Com a inadimplência batendo novos recordes e pressionando a carteira de crédito de grandes bancos, varejistas e fintechs, o volume de contas já vencidas que devem ser vendidas a casas especializadas – o chamado “crédito podre” – poderá terminar o ano com cerca de de R$ 75 bilhões. É um valor recorde, segundo especialistas na área. Essas empresas, que compram um grande volume de “calotes” com descontos, buscam a recuperação de crédito, por meio de negociações com o devedor, propondo novas condições e prazos de pagamento.
Uma das razões para o forte aumento dos calotes neste ano foi a rápida subida do juro básico no Brasil, hoje no patamar de 13,75% ao ano. Isso encareceu o crédito e corroeu a renda. No Brasil, 78,9% das famílias têm dividas vencidas, segundo dados da Confederação Nacional do Comércio de Bens, Serviços e Turismo (CNC) atualmente. Fora isso, um aumento da competição do mercado de crédito fez muitas pessoas pegarem empréstimos em mais de uma instituição, mesmo estando negativados.

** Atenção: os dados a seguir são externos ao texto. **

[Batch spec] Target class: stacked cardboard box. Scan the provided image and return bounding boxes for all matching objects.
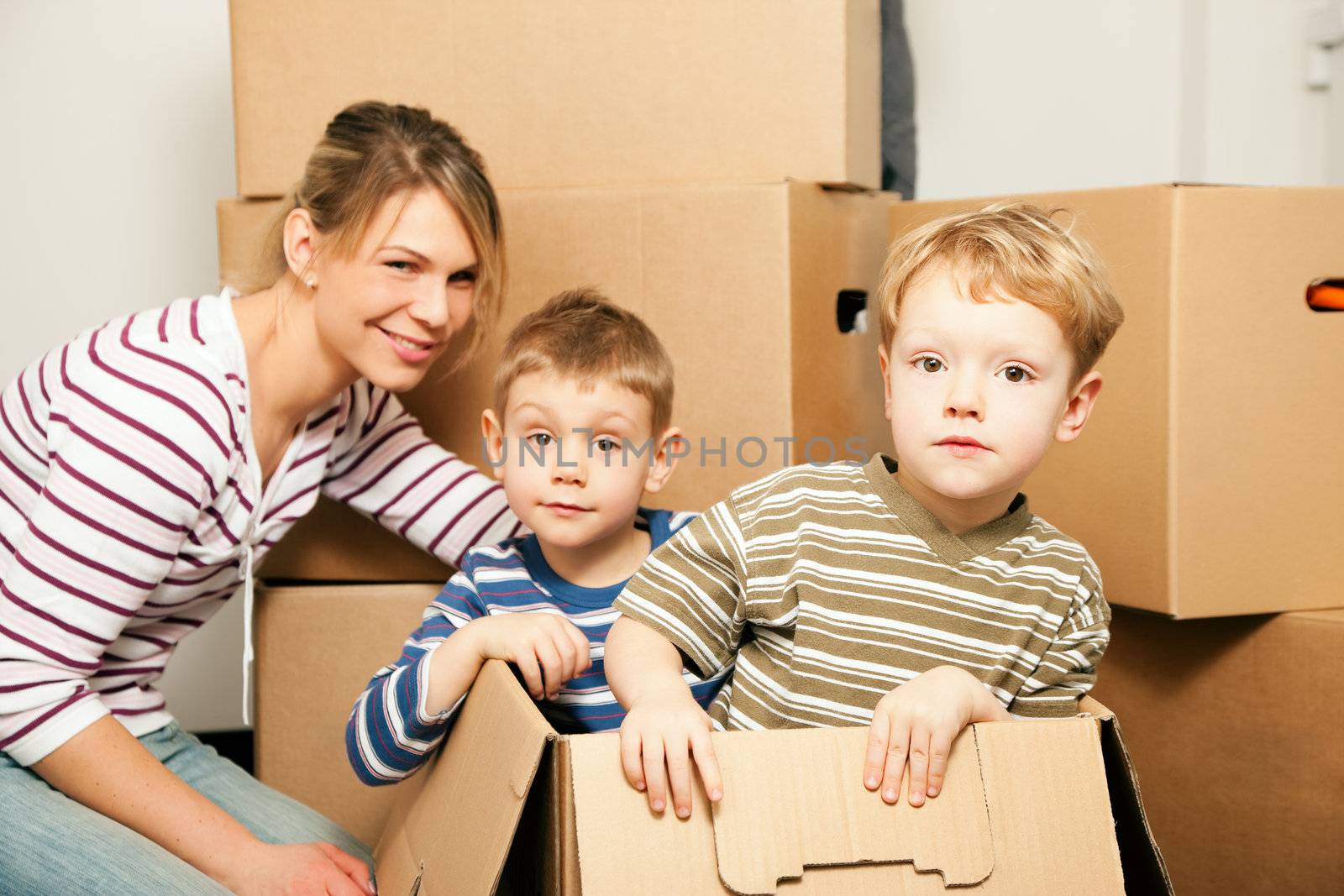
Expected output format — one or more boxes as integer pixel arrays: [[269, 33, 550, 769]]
[[218, 0, 1167, 896], [892, 184, 1344, 893]]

Esse mercado de compra e venda de dívidas vencidas vem se desenvolvendo no Brasil a passos largos nos últimos anos. Os bancos e outros agentes que dão crédito vendem suas carteiras de dívidas já vencidas, com baixa chance de recuperação (ou seja, pagamento). Essas carteiras são adquiridas por firmas especializadas por um gordo desconto em relação a seus valores reais. A partir daí, elas buscam negociações com os devedores.
Segundo Marcela Gaiato, diretora da Recovery, recuperadora de crédito do Itaú Unibanco, o aumento do volume do mercado tradicionalmente sobe no fim do ano, momento em que os bancos tentam “limpar” o balanço, repassando adiante o crédito vencido há mais tempo, já provisionado e dado como prejuízo.
Também estamos observando empresas de novos setores vendendo suas carteiras
Marcela Gaiato, diretora da Recovery
A executiva da Recovery lembra que, até outubro, o volume do segmento era de R$ 45 bilhões – já acima dos R$ 40 bilhões de todo o ano passado. “Também estamos observando empresas de novos setores vendendo suas carteiras”, diz. Dentre esses entrantes estão fintechs, varejistas e empresas de consumo, como as de gás e luz. Isso, segundo ela, é demonstração de mais maturidade deste setor, com as companhias passando seus débitos de difícil renegociação para negócios especializados.
O presidente da Return (recuperadora de crédito do Santander), Lauro Leite, frisa que o ano fechará com cerca de R$ 75 bilhões de dívidas vencidas transacionadas, um valor recorde. Pelas regras do Banco Central (BC), o banco precisa provisionar um calote quando o atraso atinge 180 dias e deve lançá-lo como prejuízo em seu balanço quando bate os 360 dias. É nesse momento que começa o repasse desses débitos.
O executivo do Santander afirma que houve ainda um lote de R$ 15 bilhões de dívidas que chegaram a buscar um comprador, mas não foram vendidas. Segundo ele, a exigência de um alto desconto oferecido não agradou o vendedor, que resolveu “segurar” a dívida por enquanto.
Mesmo com mais players vendendo suas carteiras, os bancos tradicionais são os grandes responsáveis por movimentar esse mercado. Por ter o crédito como o negócio chave, essa é a explicação para que hoje todos os grandes bancos tenham suas empresas de recuperação de crédito.
Desconto
A equação matemática para se dar valor a “calotes” é complexa. Além do prazo dessa dívida, há uma série de outras variáveis, como idade, região de residência e contexto macroeconômico, como juros, nível de emprego e inflação, levados em conta.
Em 2022, houve uma certa mudança no perfil das dívidas repassadas a terceiros, com empresas e bancos se livrando de débitos a partir já de 180 dias. Segundo Gaiato, da Recovery, os vendedores de crédito estão fazendo lotes maiores para a venda, com a meta de reduzir o desconto pedido pelo vendedor.
Saiba mais
‘Respingos’
O ciclo de alta dos calotes entre as pessoas físicas já começa a chegar no mundo corporativo, respingando primeiro nas varejistas, que são as primeiras a sentir o baque econômico, aponta Alexandre Cruz, sócio da gestora Jive, pioneira do mercado de compra de crédito inadimplido no Brasil. “A inadimplência sempre começa na pessoa física”, aponta.
Essas carteiras de crédito dado a empresas já começou a chegar ao mercado. “Já temos um volume 50% maior no segundo semestre em relação ao primeiro. É uma situação delicada, mas não caótica.”